注意!間違ってませんか介護知識

介護の原則が「自立支援」だから「依存」はだめ?

介護保険制度は基本理念は「自立支援」です。自立支援だからと言って依存するする事が”あってはならない”というわけではありません。人は子供の時には親に依存し、大人になっても病気の時には医療や看護、社会に出ても誰かに依存して生きていきます。介護も当然、人に依存する事があるべきです。「自立」と「依存」は相反するものではなく”並存する”ものなのです。「適切な依存」をつくりだすことが介護において大事なのです。

病院併設だから安心なの?

老人施設の中で病院が併設されている場合、いざというとき診断、入院の対応ができるので安心という利点があります。ですが病院を母体にしている施設の場合、介護よりも医療や看護の割合が強くなり、”患者”という扱いにる傾向があるのも事実です。そのためベットで上を向いて寝ている老人が多いのです。せっかくリハビリでついた筋力や機能を使う環境をなくしてしまっては意味がありません。
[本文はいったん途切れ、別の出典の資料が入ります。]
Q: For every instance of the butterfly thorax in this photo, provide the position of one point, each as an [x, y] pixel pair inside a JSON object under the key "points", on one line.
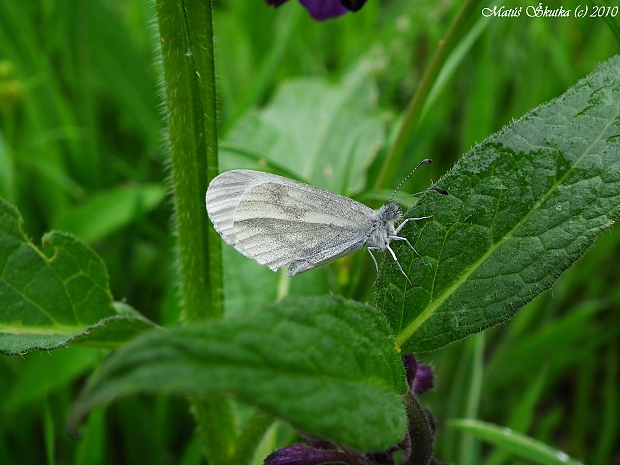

「医療の充実」だけでなく「生活の充実」を考えることも大事です。

老人になると子どもを一緒?

子どもも老人も援助が必要です。子供が育児、老人は介護と呼ばれています。ですが老人を子ども扱いは困ります。まわりの支援がないと生活ができない点では同じですが、老人は戦後、生活の危機など時代の大変動を生き抜いた大先輩です。老人のプライドを大切にすることが大事です。自立から要介護になっていく気持ちは子供とは大違いですよ。

老人は耳が遠いので大きな声で

老人と接している方からよく聞くのが「大きな声でも聞こえないのにヒソヒソ話は聞こえる」です。高齢になればなるほど実は高い音は聴こえにくくなります。反対に低い音は聞きやすいのでヒソヒソ話など自然と低くなる話方は聴きやすいというわけです。老人と話す際にもこの事に気を付けるといいかもしれませんね。相手の視野に入ってゆっくり低めの声で話かけると、老人の意識が集中しているので小声でも伝わります。さらに笑顔だともっと相手の声を聴こうという気持ちになりますよね!

資格をもっている人だから安心

「有資格者しか採用していないので大丈夫です」という施設も少なくありません。ですが本当にそうでしょうか?学校でも勉強が得な人もいれば運動が得意な人もいます。介護はその人の持つ資質によることが大きいです。要介護の老人は資格や理念、合理性で生きているのではなく、感情や本能によって生きています。